Si la montagne est une prison de verre, elle est le miroir de la prison du père la princesse qui refuse de marier sa fille et veut le garder pour lui. De plus, il s’agit d’un univers inconscient, celui de la mine d’or et autres minerais qui fait penser que Cric Crac pourrait être un nain, même si l’illustratrice en a fait un homme sauvage.

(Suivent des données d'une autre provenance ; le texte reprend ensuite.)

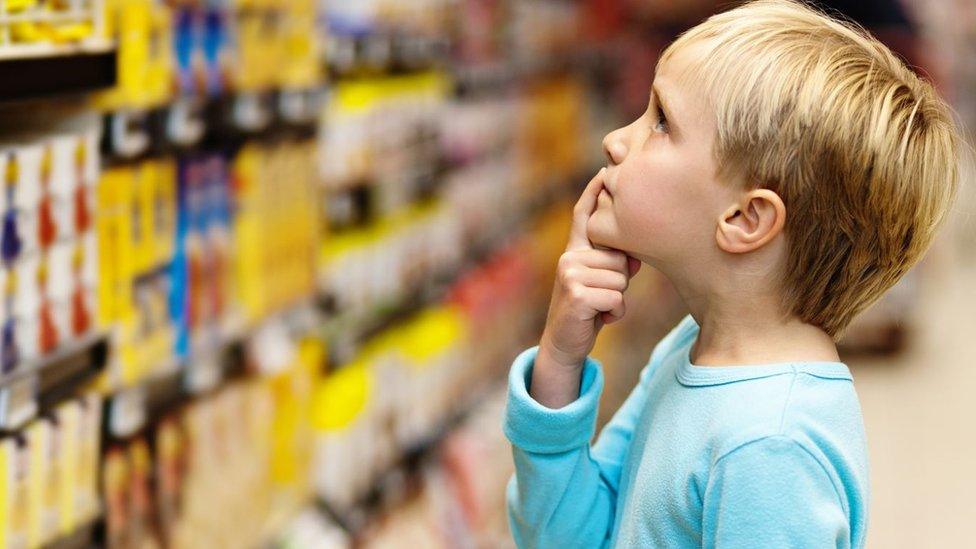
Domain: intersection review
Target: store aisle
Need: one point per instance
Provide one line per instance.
(918, 410)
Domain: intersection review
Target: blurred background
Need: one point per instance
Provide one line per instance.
(265, 265)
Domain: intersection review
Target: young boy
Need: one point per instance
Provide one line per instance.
(788, 170)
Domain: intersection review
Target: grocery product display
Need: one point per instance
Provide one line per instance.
(263, 276)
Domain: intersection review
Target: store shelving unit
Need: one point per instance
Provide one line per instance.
(43, 383)
(51, 52)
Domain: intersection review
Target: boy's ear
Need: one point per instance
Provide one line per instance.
(751, 222)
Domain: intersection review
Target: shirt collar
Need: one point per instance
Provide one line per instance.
(693, 375)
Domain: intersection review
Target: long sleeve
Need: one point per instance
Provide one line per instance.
(772, 492)
(564, 492)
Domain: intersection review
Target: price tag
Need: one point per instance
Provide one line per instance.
(185, 125)
(203, 374)
(128, 133)
(128, 412)
(18, 402)
(250, 113)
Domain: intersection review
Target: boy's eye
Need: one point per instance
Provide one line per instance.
(662, 123)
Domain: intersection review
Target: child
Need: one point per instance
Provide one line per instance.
(788, 170)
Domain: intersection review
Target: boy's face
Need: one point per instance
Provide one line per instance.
(661, 198)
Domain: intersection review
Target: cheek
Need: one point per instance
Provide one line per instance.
(657, 198)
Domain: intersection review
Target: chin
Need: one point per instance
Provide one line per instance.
(600, 236)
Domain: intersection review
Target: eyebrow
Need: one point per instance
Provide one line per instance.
(664, 107)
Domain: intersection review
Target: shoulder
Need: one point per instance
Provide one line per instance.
(684, 333)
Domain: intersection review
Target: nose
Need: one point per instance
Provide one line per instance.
(615, 147)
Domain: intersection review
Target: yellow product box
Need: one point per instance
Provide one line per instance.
(69, 419)
(142, 30)
(164, 210)
(14, 471)
(42, 523)
(142, 222)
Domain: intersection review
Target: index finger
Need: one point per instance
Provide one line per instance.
(582, 211)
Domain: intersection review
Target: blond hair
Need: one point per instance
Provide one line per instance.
(862, 151)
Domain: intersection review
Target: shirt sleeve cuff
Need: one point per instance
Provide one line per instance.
(538, 429)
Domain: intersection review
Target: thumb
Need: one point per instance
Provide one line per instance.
(633, 265)
(582, 211)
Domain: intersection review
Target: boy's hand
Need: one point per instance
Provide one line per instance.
(589, 288)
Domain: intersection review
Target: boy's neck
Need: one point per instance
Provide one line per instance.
(748, 334)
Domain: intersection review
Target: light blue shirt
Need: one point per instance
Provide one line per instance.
(770, 455)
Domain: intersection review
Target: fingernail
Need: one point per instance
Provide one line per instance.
(618, 151)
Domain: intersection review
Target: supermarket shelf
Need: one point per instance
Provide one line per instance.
(189, 121)
(81, 538)
(131, 409)
(402, 474)
(43, 72)
(42, 384)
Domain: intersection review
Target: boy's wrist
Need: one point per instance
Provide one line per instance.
(551, 354)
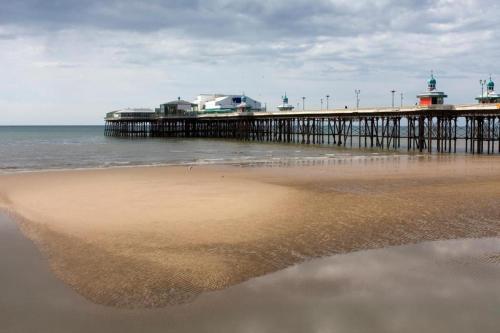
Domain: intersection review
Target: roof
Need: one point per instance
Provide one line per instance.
(134, 110)
(432, 94)
(179, 102)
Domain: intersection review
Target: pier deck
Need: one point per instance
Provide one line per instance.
(439, 128)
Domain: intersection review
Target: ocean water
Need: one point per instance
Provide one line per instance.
(69, 147)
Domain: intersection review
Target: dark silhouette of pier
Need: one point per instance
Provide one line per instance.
(438, 128)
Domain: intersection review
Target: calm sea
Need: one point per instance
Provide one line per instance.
(69, 147)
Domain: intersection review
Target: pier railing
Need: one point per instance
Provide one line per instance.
(471, 128)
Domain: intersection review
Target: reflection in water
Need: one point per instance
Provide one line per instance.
(444, 286)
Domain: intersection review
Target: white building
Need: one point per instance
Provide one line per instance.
(226, 103)
(176, 108)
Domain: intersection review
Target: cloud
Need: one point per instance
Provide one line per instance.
(305, 47)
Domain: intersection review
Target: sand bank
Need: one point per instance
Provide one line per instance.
(146, 237)
(443, 286)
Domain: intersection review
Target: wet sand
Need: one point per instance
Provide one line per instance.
(444, 286)
(150, 237)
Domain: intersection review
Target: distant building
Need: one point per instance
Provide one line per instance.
(218, 103)
(132, 113)
(284, 106)
(489, 96)
(431, 96)
(178, 107)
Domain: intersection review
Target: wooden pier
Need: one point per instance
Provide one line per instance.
(474, 128)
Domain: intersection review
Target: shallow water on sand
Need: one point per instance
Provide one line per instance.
(68, 147)
(442, 286)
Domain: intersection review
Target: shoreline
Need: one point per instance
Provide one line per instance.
(239, 222)
(431, 283)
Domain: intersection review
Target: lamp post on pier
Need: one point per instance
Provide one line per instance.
(357, 92)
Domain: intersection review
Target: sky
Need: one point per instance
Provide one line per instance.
(70, 61)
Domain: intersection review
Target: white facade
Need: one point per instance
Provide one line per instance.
(226, 103)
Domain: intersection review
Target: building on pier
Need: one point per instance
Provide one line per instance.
(284, 106)
(178, 107)
(431, 96)
(131, 113)
(489, 96)
(219, 103)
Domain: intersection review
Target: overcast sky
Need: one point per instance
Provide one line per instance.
(70, 61)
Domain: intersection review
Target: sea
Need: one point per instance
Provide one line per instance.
(28, 148)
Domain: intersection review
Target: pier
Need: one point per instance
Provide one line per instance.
(475, 128)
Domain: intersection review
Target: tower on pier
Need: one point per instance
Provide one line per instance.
(489, 96)
(284, 106)
(431, 96)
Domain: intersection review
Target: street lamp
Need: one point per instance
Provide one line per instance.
(482, 83)
(393, 92)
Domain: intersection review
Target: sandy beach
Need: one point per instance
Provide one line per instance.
(153, 236)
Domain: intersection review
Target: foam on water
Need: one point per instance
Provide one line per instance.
(26, 148)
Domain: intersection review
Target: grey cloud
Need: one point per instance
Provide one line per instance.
(251, 20)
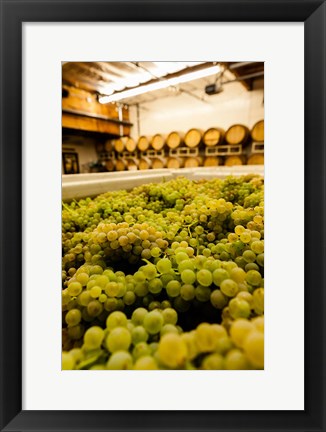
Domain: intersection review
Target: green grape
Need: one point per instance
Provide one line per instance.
(188, 276)
(93, 337)
(260, 260)
(82, 278)
(245, 237)
(205, 337)
(239, 308)
(200, 261)
(187, 292)
(257, 246)
(94, 308)
(77, 354)
(253, 277)
(202, 293)
(204, 277)
(155, 286)
(95, 292)
(120, 360)
(153, 322)
(219, 275)
(102, 298)
(156, 251)
(150, 271)
(112, 289)
(139, 276)
(239, 229)
(236, 360)
(164, 265)
(165, 304)
(138, 316)
(251, 266)
(166, 278)
(168, 328)
(116, 319)
(173, 288)
(141, 289)
(141, 349)
(186, 264)
(172, 350)
(245, 295)
(239, 330)
(111, 304)
(181, 256)
(154, 305)
(218, 299)
(170, 316)
(229, 287)
(76, 332)
(213, 362)
(249, 256)
(96, 269)
(129, 298)
(102, 280)
(73, 317)
(65, 297)
(119, 339)
(138, 334)
(74, 289)
(67, 361)
(238, 274)
(190, 342)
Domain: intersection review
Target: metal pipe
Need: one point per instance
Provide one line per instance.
(240, 64)
(244, 77)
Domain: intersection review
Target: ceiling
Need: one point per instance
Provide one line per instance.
(106, 78)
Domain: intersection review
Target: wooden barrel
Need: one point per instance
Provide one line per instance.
(109, 165)
(119, 145)
(158, 163)
(120, 165)
(212, 161)
(132, 164)
(237, 134)
(130, 144)
(233, 160)
(144, 163)
(108, 145)
(193, 138)
(174, 139)
(257, 132)
(99, 147)
(158, 142)
(174, 162)
(213, 137)
(256, 159)
(142, 143)
(191, 162)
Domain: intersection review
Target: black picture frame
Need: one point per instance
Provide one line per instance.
(13, 14)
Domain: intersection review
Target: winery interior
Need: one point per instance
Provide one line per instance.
(125, 116)
(163, 215)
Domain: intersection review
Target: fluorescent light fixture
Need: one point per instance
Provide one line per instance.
(160, 84)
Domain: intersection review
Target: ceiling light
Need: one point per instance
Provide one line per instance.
(160, 84)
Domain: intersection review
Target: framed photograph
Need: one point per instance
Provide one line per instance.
(36, 39)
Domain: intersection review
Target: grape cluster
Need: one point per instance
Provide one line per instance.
(165, 276)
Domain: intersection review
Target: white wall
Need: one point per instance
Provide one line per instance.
(183, 112)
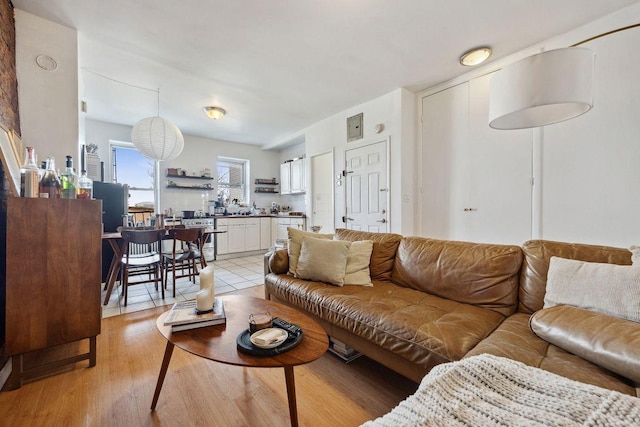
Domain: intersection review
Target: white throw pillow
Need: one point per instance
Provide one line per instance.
(358, 260)
(607, 288)
(323, 260)
(295, 244)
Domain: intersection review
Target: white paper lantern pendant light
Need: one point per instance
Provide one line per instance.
(157, 138)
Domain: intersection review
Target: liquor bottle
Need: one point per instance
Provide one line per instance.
(29, 179)
(68, 180)
(50, 183)
(85, 186)
(43, 167)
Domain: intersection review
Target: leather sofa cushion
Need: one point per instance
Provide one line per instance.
(608, 341)
(384, 250)
(515, 340)
(418, 327)
(484, 275)
(537, 255)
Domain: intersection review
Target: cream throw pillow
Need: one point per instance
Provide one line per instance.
(607, 288)
(323, 260)
(295, 244)
(358, 260)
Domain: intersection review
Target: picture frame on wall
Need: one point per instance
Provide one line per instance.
(354, 127)
(10, 161)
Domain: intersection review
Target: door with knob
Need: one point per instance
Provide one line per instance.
(367, 190)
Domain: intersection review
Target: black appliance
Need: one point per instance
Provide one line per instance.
(115, 207)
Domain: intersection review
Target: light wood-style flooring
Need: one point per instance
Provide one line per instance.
(197, 392)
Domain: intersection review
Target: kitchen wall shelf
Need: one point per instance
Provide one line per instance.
(266, 190)
(262, 181)
(190, 177)
(190, 187)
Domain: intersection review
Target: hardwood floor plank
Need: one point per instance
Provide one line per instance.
(119, 389)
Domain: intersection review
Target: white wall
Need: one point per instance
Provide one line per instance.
(585, 169)
(199, 153)
(49, 114)
(396, 111)
(297, 202)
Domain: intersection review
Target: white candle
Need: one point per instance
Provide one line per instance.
(204, 299)
(206, 278)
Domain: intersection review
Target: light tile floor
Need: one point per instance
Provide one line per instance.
(230, 275)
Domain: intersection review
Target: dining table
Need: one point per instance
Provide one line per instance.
(117, 244)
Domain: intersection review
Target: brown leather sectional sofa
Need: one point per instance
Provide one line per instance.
(436, 301)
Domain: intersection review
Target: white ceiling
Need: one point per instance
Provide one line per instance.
(278, 66)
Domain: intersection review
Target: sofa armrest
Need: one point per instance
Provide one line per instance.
(608, 341)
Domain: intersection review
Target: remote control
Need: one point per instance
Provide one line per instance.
(289, 327)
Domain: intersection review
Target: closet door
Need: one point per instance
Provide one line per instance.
(476, 181)
(500, 175)
(443, 166)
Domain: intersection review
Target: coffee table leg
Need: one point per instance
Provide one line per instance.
(163, 371)
(291, 394)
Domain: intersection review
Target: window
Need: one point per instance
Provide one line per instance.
(232, 180)
(138, 172)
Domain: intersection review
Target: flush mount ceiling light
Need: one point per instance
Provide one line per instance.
(214, 113)
(475, 56)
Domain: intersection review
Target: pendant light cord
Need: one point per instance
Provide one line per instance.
(628, 27)
(157, 91)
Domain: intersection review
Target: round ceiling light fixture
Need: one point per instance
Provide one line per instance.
(475, 56)
(214, 113)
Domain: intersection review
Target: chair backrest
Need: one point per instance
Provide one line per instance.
(187, 235)
(134, 239)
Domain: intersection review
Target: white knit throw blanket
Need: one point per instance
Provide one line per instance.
(487, 390)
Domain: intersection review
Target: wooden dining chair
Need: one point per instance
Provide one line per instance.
(186, 250)
(136, 262)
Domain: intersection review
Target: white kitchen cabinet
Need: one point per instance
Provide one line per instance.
(236, 233)
(265, 233)
(285, 222)
(222, 239)
(285, 178)
(292, 177)
(252, 234)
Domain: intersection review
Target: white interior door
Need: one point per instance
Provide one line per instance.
(322, 192)
(367, 188)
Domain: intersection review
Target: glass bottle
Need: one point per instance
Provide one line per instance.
(68, 180)
(43, 167)
(29, 175)
(50, 183)
(85, 186)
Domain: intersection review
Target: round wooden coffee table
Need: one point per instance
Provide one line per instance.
(224, 349)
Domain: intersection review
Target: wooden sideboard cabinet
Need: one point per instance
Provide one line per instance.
(53, 272)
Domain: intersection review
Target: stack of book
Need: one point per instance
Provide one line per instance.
(342, 350)
(184, 316)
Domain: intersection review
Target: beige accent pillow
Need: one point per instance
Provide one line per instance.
(608, 288)
(295, 244)
(635, 255)
(358, 259)
(323, 260)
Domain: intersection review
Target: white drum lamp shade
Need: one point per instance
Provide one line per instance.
(542, 89)
(157, 138)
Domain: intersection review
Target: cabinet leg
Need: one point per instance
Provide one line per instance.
(92, 351)
(14, 381)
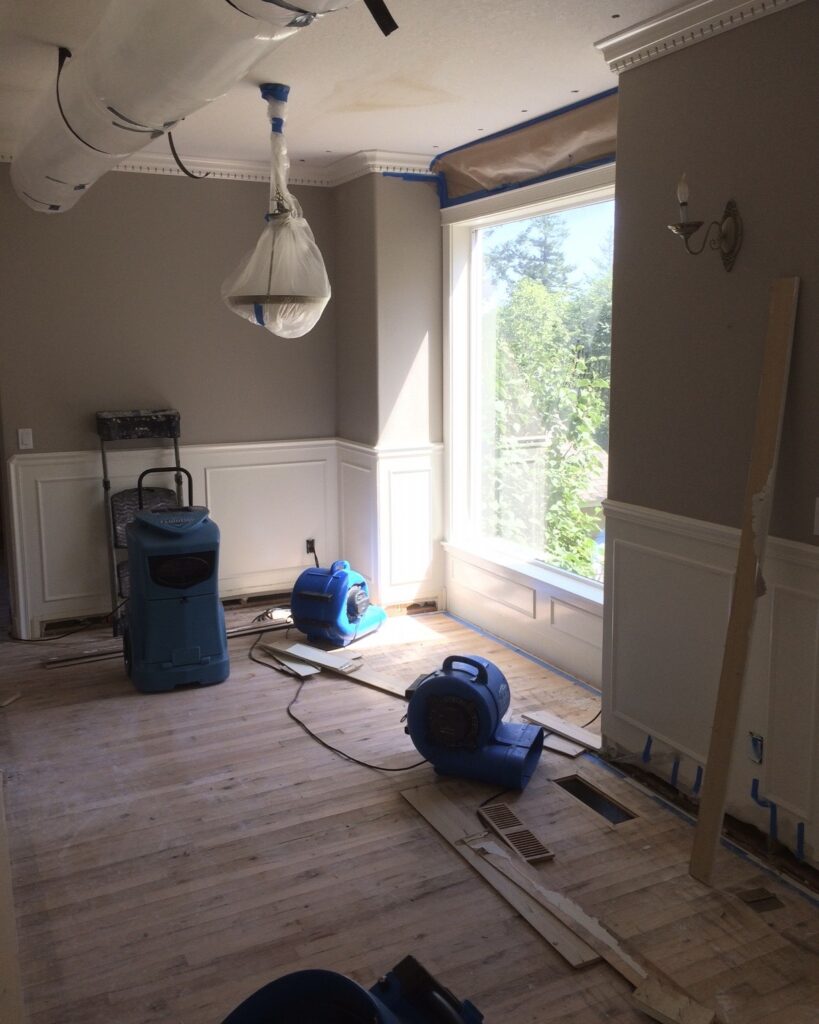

Les illustrations d’Alexandra Huard finissent de réinterpréter le conte de façon moderne. L’univers des couleurs sombres domine, mêlant le monde souterrain au monde sur terre. Les paysages sont tourmentés et fourmillent de traits vivaces qui annoncent un grouillement de vies invisibles. Huard établit une connivence entre la barbe de Cric Crac et les torrents de larmes du père après la disparition de sa fille. Or, il s’agit de deux figures masculines, adultes, d’un monde voué à passer dans le cycle des générations. L’interprétation de Bloch est intéressante en ce qu’elle pointe que « l’obsession de la possession matérielle peut être antinomique avec les responsabilités paternelles » (1). Le désir de possession de sa fille par le père serait ainsi assimilé au désir de possession d’or de Cric Crac. On comprend dès lors pourquoi il faut au père possessif disparaître pour que sa fille devienne femme. Quand à la figure masculine de l’amoureux, elle vaut par la simplicité de l’amour et la force des sentiments résistant au temps. La figure centrale reste, toutefois, celle de la princesse.
Une belle interprétation, tant visuelle, littéraire qu’audio-phonique, une très belle édition. Un livre à recommander.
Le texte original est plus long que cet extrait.